異世界に行く方法その35

 カコーンとボールが剛速球で飛び込んでくる。そして遅れてツィタニアはバットを振るう。当然空振り。



「ひぃいい速い!」

「まだ90キロや! 最終的には人外を越えた190キロに挑戦すんねんからな! ほら構えぇ! プレイボール!」

「えい! ふぁあああ!」



 自分の素振りの反動で倒れこむツィタニア。そんなツィタニアを見て宗麟は驚いた顔をする。

 ツィタニアが転んだ事ではない何かに驚く宗麟。



「精霊王サマ……」

「どうしました宗麟?」

「死ぬほど球技のセンスないな? 俺が星一徹やったら野球教えへんわ!」



 ツィタニアは今自分が何をしているのかも全く分からない。突然宗麟に連れられたツィタニアは電車に乗り、バッティングセンターへとやってきた。



「時に、宗麟。私は何をしているのでしょうか?」

「あ? バッティングセンターやねんから、バッティングやんけ! ダボか精霊王サマは?」



 ツィタニアは宗麟が買ってくる週間雑誌にも野球を題材にした漫画は何度か読んだ事がある。手に汗握るそれらにツィタニアも感動したものだ。



「いえ、これはある程度分かるのですが、何故私がこんな事をしているのでしょうか?」

「いや、昨日移動教室の時にな? 野球部の野村君が、全国に行ったら異世界なんだろーなとか、寝言ほざいとったから」

「酷いですね宗麟」

「で、ワシ等が異世界をクソ野球部に見せやろうと思ってな? 俺と精霊王サマが野球部の助っ人に入るっちゅー事や! クソ雑魚野球部は全国に、俺らは異世界に行けるっチュー算段や!」



 宗麟の言わんとしている事はある程度分かったのだが、自分ばかりこんな事をさせられているのが納得できない。

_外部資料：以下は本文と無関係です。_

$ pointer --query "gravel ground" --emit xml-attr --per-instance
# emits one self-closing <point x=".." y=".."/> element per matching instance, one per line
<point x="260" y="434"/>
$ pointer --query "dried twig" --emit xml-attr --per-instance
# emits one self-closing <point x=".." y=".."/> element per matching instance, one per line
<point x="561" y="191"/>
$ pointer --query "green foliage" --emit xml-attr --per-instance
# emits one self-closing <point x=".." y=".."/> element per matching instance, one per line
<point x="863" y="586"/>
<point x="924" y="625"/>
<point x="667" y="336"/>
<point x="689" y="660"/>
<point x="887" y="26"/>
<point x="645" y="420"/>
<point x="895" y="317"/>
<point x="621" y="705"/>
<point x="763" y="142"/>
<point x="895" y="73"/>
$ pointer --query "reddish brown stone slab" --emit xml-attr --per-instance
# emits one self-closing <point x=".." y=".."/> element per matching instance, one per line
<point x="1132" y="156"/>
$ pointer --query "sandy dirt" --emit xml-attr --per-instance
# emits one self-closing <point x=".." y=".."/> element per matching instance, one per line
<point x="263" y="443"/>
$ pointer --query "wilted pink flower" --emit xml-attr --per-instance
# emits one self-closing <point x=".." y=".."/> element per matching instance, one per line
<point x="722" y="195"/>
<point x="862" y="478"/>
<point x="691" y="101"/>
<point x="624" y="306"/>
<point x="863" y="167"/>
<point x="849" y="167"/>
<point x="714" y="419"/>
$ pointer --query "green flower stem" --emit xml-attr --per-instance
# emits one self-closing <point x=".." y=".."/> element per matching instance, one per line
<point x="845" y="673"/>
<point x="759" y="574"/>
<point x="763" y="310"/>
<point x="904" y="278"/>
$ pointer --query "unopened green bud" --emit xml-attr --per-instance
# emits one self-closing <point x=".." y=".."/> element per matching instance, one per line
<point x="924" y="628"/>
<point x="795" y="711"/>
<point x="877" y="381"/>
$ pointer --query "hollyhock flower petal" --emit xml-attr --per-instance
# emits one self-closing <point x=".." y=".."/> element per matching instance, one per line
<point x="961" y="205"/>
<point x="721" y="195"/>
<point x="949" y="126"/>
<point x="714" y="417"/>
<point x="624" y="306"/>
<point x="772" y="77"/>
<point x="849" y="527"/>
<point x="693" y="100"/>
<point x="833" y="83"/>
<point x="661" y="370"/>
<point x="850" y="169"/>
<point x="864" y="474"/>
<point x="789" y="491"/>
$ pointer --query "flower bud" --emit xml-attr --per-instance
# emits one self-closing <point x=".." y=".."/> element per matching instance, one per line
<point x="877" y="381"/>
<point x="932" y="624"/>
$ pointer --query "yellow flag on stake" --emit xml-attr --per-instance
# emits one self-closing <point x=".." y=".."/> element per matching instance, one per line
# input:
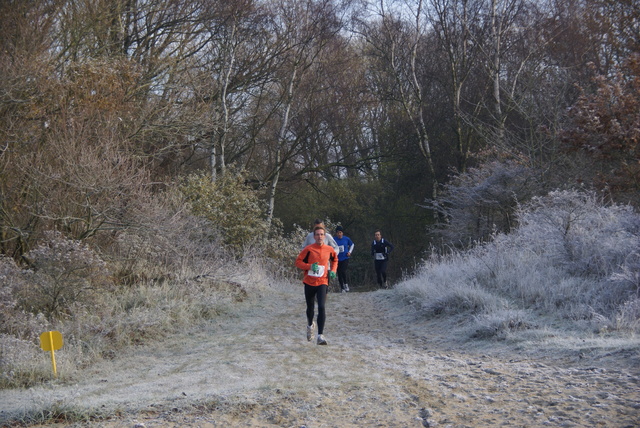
<point x="51" y="341"/>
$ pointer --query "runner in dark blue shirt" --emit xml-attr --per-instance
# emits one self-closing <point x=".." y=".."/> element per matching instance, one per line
<point x="345" y="248"/>
<point x="380" y="250"/>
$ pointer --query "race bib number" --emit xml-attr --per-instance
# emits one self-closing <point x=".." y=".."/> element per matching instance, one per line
<point x="317" y="274"/>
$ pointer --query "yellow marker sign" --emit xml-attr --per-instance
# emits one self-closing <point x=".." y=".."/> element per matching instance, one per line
<point x="51" y="341"/>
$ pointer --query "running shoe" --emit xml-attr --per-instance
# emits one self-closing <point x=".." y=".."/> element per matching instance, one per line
<point x="321" y="340"/>
<point x="310" y="329"/>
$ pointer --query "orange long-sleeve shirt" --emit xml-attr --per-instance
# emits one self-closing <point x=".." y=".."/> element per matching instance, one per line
<point x="321" y="254"/>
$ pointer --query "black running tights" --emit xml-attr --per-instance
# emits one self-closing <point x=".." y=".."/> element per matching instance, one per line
<point x="310" y="294"/>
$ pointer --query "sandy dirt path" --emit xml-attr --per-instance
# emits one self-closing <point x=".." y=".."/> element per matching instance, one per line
<point x="384" y="366"/>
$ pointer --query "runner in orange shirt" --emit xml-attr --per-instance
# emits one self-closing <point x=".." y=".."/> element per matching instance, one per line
<point x="320" y="262"/>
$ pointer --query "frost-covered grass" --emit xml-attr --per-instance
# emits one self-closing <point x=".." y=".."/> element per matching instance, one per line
<point x="571" y="258"/>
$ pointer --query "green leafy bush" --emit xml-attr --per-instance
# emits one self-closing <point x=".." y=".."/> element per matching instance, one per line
<point x="233" y="207"/>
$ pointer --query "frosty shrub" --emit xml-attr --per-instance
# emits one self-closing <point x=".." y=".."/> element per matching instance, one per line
<point x="483" y="200"/>
<point x="167" y="241"/>
<point x="571" y="256"/>
<point x="62" y="273"/>
<point x="232" y="206"/>
<point x="14" y="320"/>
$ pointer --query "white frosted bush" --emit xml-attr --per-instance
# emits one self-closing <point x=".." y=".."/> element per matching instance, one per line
<point x="571" y="256"/>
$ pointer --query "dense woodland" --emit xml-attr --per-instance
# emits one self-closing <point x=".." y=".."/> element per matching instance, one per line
<point x="148" y="131"/>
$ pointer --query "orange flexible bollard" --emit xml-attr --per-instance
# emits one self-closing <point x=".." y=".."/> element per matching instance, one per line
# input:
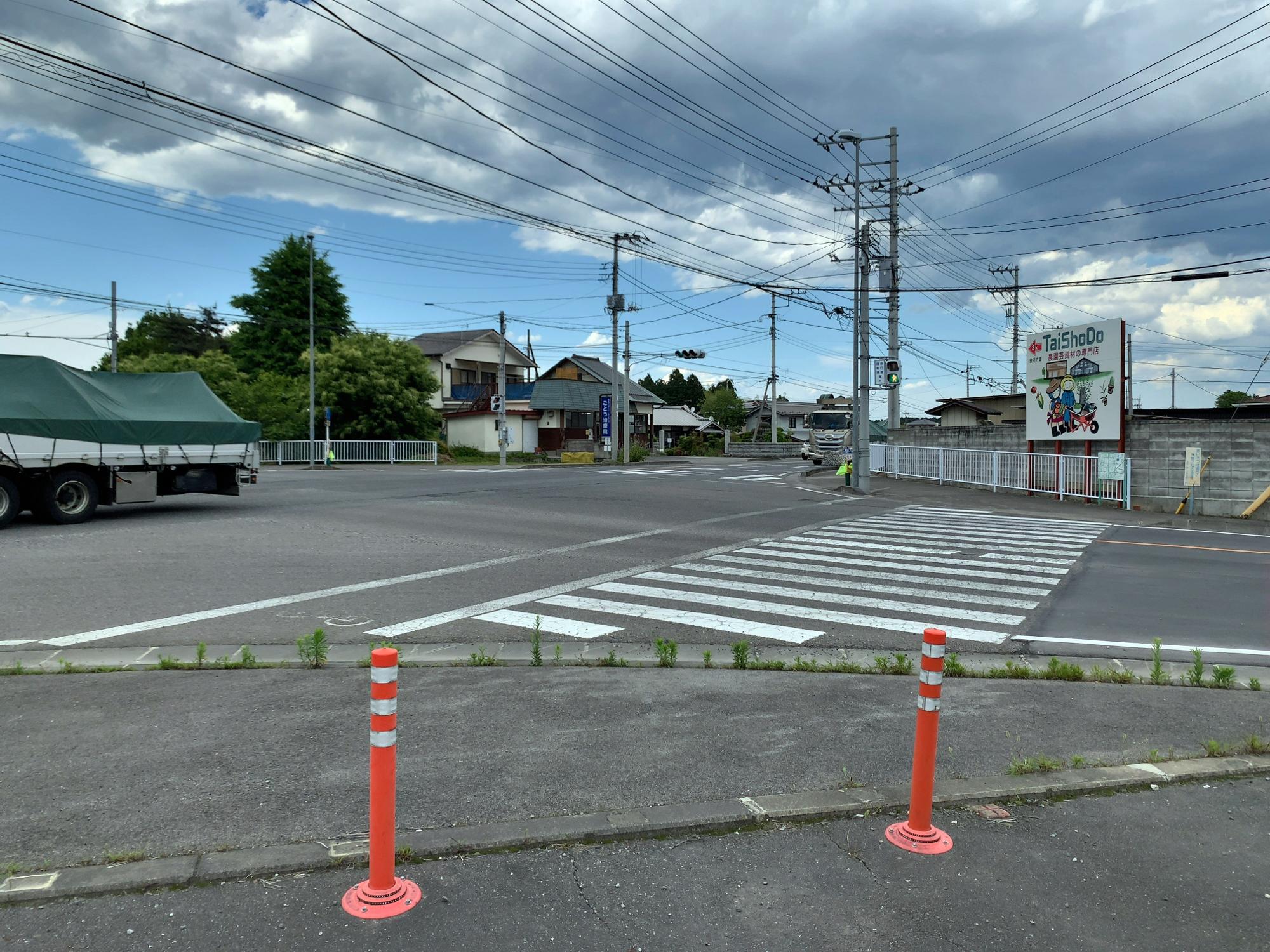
<point x="384" y="894"/>
<point x="916" y="835"/>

「それなら宗麟はどうなのですかぁ! できるんですか?」

「は?」



 90キロ、100キロ、110キロそして。

 100マイル。150キロ。

 それらを宗麟は全てホームランと書かれた的に放り込んだ。それにはさすがのツィタニアも度肝を抜かれた。



「嘘でしょ……凄い!」

「リトルリーグ、世界大会優勝スラッガーの鳴宮宗麟と言えば、知る人ぞ知る伝説のバッターやで!俺についてくる覚悟はあるか?」



 何故かツィタニアは直立して答えてしまった。



「はい!」

「おーけー、精霊王サマ。世界狙わせたる」



 来る日も来る日も異世界という全国に行く為に二人は訓練した。泣き言を言いそうな時は宗麟が励まし、そして宗麟も納得するレベルの完成度を誇る選手となった。

 190キロ。



「止まって見えますよ宗麟!」



 場外ホームランに叩き込み、宗麟も無言で頷くとそのまま一欄台学園に戻り、野球部に向かった。



「俺達と異世界に行こう!」

「鳴宮君はいいけど、ツィタニアさんは無理だよ」



 それに激高するツィタニア。



「何故ですか! 私が女だからですか!」

「そうだよ!」

「横暴です! ねー? 宗麟、私はこんなゴミ野球部なんかより心身ともに最強ですよ!」



 ツィタニアは自分の味方であるハズの宗麟を見ると冷や汗を流していた。



「そう……りん?」

「すまん。女子が野球できるんわリトルまでやった……」



 女子で異世界に行こうと思うと、女子野球部に入らないとダメという事を宗麟はメモ帳に記載する。